P′: supporting load applied to inner periphery

E′: Young's modulus of material of annular disc

t′: thickness of annular disc

a′: distance between center and fixed part of outer circumference

Regarding the relation (1), the thickness t of the rear muffler 39, the level difference L1 between the boss portion 38 c and the side wall 38 d in the rear head 38, the distance a between the axial center of the rear head 38 and a part of the inner periphery of the fastening hole 38 i of the side wall 38 d which part is closest to the axial center of the rear head 38, and the distance b between the axial center of the rear head 38 and the outer periphery of the boss portion 38 c are arranged as shown in FIG. 3 and FIG. 4. The flexibility factor α with respect to the diameter ratio b/a is determined in accordance with the ratio of the distance a to the distance b, and is determined by the graph in FIG. 7 in the same manner as the flexibility factor α′ in the equation (A). The graph is disclosed in “Mechanical Engineers' Handbook, Fundamentals, A4, Materials and Mechanics”, The Japan Society of Mechanical Engineers, Jun. 25, 1984, p 58, FIG. 83.

The rear muffler 39 forms the muffler space A2 with the rear head 38 in order to reduce the noise associated with the discharge of refrigerant.

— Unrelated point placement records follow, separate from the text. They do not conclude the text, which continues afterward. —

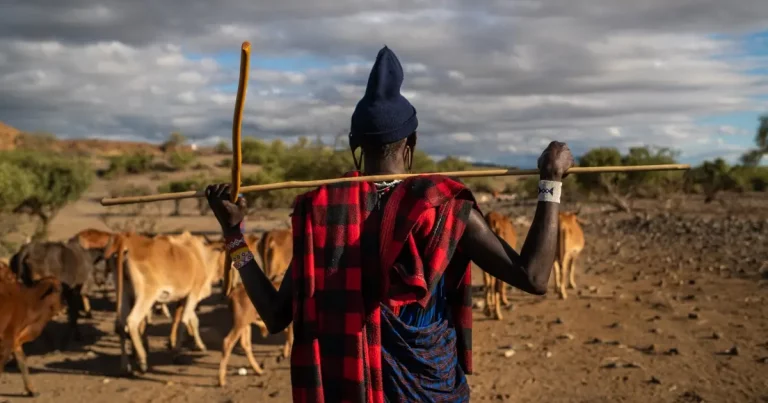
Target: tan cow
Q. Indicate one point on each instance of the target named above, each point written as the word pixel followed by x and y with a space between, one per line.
pixel 215 261
pixel 495 290
pixel 24 312
pixel 243 316
pixel 570 242
pixel 161 269
pixel 276 251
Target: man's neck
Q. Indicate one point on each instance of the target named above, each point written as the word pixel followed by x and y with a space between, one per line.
pixel 383 168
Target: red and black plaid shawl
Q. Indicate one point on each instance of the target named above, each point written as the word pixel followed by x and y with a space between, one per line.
pixel 341 243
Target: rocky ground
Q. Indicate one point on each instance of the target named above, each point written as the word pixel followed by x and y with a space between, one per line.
pixel 670 307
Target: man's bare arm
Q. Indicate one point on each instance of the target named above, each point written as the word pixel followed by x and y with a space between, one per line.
pixel 274 306
pixel 529 270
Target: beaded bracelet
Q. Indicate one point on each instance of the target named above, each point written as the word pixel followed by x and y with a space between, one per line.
pixel 549 191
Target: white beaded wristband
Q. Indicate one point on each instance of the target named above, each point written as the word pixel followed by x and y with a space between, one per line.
pixel 549 191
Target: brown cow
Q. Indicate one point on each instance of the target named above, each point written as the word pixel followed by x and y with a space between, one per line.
pixel 6 275
pixel 244 315
pixel 68 262
pixel 276 252
pixel 24 312
pixel 495 290
pixel 161 269
pixel 215 261
pixel 95 242
pixel 570 243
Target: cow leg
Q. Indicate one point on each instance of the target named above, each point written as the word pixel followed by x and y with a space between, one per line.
pixel 504 298
pixel 226 351
pixel 5 355
pixel 173 338
pixel 86 307
pixel 189 317
pixel 498 293
pixel 72 296
pixel 137 315
pixel 21 362
pixel 572 270
pixel 564 276
pixel 164 309
pixel 288 342
pixel 245 343
pixel 556 267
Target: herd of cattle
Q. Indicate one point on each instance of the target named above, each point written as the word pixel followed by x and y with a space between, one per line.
pixel 150 271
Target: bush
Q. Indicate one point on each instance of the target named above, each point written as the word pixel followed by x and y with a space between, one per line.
pixel 16 185
pixel 52 181
pixel 179 159
pixel 134 163
pixel 175 141
pixel 619 188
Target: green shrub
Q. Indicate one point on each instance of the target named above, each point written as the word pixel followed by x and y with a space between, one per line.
pixel 179 159
pixel 51 182
pixel 133 163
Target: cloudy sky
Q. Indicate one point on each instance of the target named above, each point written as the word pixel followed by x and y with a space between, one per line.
pixel 492 80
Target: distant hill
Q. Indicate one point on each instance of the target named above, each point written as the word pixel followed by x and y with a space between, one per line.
pixel 11 138
pixel 8 136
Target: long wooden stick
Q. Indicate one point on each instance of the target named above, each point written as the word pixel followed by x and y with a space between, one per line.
pixel 377 178
pixel 237 121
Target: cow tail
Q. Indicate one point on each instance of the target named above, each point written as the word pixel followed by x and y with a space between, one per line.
pixel 19 265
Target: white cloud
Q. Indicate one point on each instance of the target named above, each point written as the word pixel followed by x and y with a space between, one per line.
pixel 491 81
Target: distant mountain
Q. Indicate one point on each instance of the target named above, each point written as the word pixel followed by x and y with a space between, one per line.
pixel 492 165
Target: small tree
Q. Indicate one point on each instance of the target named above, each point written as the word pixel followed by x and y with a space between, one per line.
pixel 711 177
pixel 56 181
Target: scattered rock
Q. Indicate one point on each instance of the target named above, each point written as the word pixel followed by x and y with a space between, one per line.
pixel 732 351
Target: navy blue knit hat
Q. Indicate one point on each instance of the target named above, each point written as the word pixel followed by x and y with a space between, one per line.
pixel 383 116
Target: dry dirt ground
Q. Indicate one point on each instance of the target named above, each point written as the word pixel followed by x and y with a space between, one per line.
pixel 670 307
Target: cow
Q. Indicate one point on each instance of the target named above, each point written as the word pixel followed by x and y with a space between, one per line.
pixel 570 243
pixel 68 262
pixel 243 316
pixel 6 275
pixel 495 290
pixel 95 242
pixel 24 312
pixel 214 261
pixel 162 269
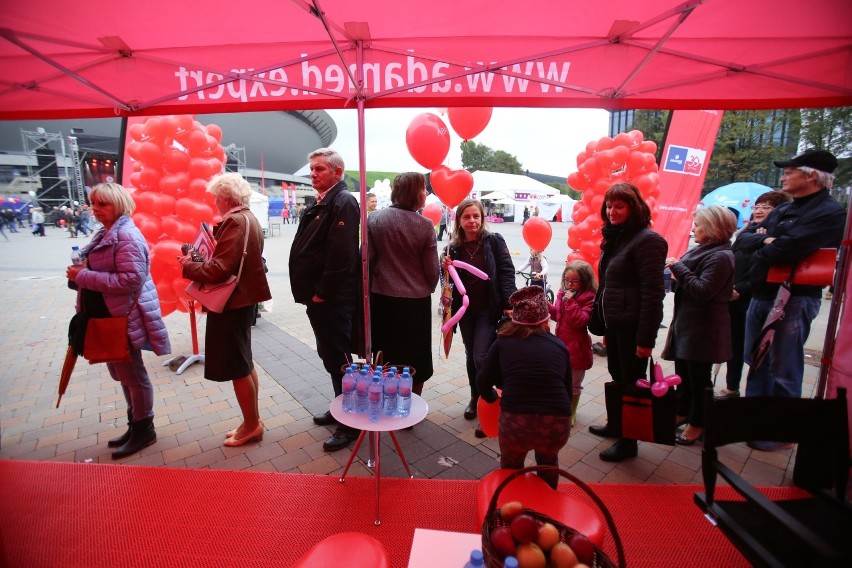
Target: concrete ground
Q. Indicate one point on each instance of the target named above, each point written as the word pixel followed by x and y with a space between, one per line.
pixel 193 414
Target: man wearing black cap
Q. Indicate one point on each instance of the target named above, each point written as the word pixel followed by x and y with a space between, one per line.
pixel 793 231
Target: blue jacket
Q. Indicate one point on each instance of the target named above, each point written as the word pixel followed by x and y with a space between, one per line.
pixel 800 228
pixel 119 267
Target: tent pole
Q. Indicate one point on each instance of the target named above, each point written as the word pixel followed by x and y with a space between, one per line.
pixel 362 169
pixel 837 301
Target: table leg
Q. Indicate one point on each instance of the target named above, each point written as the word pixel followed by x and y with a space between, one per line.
pixel 401 456
pixel 352 456
pixel 370 461
pixel 374 437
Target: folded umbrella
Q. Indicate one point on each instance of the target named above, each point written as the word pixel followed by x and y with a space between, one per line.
pixel 763 343
pixel 65 374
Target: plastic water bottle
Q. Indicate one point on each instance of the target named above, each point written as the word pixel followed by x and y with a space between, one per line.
pixel 76 257
pixel 361 388
pixel 476 559
pixel 403 398
pixel 391 386
pixel 375 398
pixel 349 390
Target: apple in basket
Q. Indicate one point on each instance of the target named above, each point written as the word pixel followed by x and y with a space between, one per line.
pixel 582 547
pixel 511 510
pixel 529 555
pixel 561 556
pixel 502 541
pixel 524 528
pixel 548 536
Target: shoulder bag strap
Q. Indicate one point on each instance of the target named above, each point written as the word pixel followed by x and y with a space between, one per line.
pixel 245 248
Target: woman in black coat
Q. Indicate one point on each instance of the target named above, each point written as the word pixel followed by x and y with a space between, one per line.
pixel 700 333
pixel 489 299
pixel 629 304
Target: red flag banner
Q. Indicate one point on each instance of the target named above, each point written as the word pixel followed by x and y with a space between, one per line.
pixel 686 156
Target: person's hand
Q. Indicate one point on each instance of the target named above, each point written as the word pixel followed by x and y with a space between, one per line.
pixel 643 352
pixel 72 271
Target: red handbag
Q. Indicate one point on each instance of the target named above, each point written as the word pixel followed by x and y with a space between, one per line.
pixel 814 270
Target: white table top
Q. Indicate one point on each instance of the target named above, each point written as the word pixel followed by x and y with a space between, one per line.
pixel 419 409
pixel 432 548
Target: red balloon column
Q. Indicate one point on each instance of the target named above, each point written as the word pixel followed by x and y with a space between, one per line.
pixel 173 159
pixel 627 157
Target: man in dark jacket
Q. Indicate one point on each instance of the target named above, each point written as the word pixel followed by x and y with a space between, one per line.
pixel 793 231
pixel 324 274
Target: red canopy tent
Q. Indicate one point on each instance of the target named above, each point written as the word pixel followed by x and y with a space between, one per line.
pixel 104 58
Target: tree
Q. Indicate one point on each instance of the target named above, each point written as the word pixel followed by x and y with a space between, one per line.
pixel 830 129
pixel 477 157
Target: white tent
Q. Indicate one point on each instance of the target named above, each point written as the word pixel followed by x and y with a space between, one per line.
pixel 521 188
pixel 259 205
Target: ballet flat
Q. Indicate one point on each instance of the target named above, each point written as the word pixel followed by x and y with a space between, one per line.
pixel 232 433
pixel 255 436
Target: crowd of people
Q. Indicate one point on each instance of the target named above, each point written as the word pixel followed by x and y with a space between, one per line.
pixel 721 299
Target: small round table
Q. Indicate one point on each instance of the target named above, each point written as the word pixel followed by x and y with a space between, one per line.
pixel 362 422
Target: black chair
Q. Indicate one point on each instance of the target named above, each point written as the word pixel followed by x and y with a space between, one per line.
pixel 812 531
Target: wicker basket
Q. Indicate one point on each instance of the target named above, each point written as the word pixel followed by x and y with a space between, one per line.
pixel 493 520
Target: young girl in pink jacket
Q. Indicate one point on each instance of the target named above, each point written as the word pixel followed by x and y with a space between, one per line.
pixel 571 313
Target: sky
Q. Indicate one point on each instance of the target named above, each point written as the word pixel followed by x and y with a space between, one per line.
pixel 544 141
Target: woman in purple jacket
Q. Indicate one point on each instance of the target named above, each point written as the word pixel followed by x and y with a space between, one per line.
pixel 115 274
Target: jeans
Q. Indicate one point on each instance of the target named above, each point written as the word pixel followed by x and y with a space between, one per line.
pixel 137 387
pixel 332 325
pixel 478 331
pixel 781 372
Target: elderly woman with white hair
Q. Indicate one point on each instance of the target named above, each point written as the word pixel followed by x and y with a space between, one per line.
pixel 700 332
pixel 227 341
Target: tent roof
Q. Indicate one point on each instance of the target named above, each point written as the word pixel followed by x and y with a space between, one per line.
pixel 485 182
pixel 112 57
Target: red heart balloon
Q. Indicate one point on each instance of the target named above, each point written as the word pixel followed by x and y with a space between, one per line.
pixel 469 121
pixel 451 186
pixel 433 213
pixel 428 140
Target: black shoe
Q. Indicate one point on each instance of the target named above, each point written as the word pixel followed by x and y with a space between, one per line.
pixel 324 419
pixel 340 439
pixel 142 435
pixel 470 410
pixel 602 431
pixel 121 440
pixel 620 451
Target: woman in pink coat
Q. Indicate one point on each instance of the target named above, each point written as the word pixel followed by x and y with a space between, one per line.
pixel 571 313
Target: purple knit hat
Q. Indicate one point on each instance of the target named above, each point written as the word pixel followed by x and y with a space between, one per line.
pixel 529 307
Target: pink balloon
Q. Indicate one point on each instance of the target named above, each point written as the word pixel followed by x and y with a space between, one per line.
pixel 428 140
pixel 660 388
pixel 448 325
pixel 470 268
pixel 433 213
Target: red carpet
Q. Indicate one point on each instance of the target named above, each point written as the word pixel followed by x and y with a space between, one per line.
pixel 70 514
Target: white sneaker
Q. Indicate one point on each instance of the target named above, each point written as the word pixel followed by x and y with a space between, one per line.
pixel 725 394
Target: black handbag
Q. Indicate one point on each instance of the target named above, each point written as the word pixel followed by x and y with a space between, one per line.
pixel 634 412
pixel 596 323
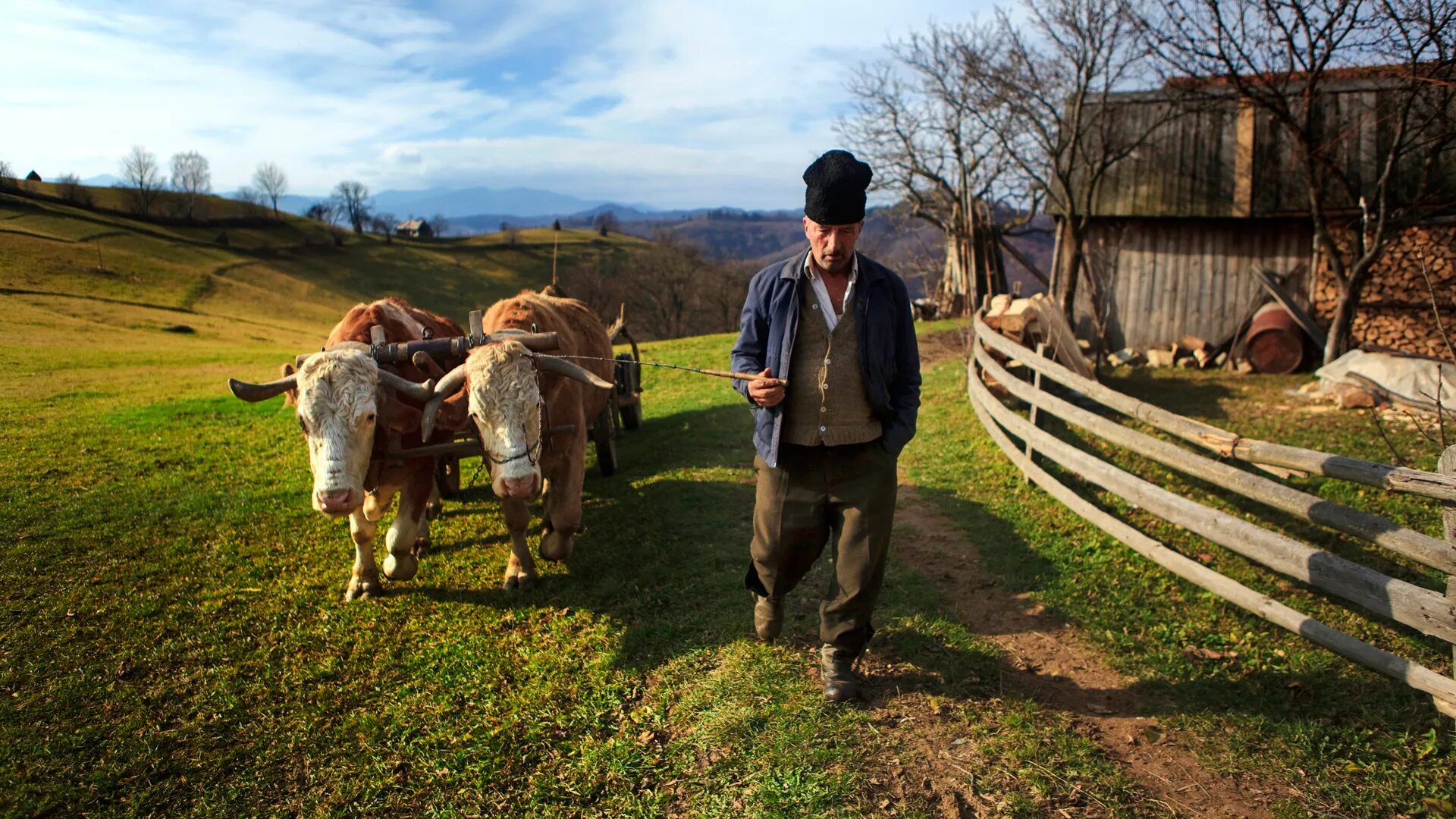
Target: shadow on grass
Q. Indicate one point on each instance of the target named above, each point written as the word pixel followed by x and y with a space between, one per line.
pixel 1305 692
pixel 1185 397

This rear muffler 39 has a substantially flat shape and is attached to block off a recess 38A of the rear head 38. This rear muffler 39 has, as shown in FIG. 6, five through holes 39 a formed to positionally correspond to the above-described five fastening holes 38 i (see FIG. 5) of the rear head 38, an opening 39 b into which the shaft 22 is inserted, a peripheral portion 39 c around the opening 39 b, and a discharge hole 39 d through which compressed refrigerant is discharged from the muffler space A2. The rear muffler 39 is made of a ferrous material.

The above-described sealing structure 50 between the rear head 38 and the rear muffler 39 is formed in such a way that the rear muffler 39 is attached to the rear head 38. More specifically, five bolts 42 are screwed into the screw holes of the front cylinder 33 via the five through holes 39 a made through the rear muffler 39, the five fastening holes 38 i made through the rear head 38, and the five through holes made through the middle plate 35, so that the rear muffler 39 is fixed to the rear head 38. As a result, the peripheral portion 39 c of the opening 39 b of the rear muffler 39 contacts the end surface 38 g of the boss portion 38 c of the rear head 38. In this regard, since the end surface 38 g of the boss portion 38 c is below the plane including the end surface 38 h of the side wall 38 d, the substantially flat rear muffler 39 flexes as the peripheral portion 39 c thereof contacts the end surface 38 g of the boss portion 38 c. By this flexing force of the peripheral portion 39 c, the boss portion 38 c of the rear head 38 tightly contacts the peripheral portion 39 c of the rear muffler 39.

[Characteristics of Sealing Structure of First Embodiment]

The sealing structure 50 of First Embodiment has the following characteristics.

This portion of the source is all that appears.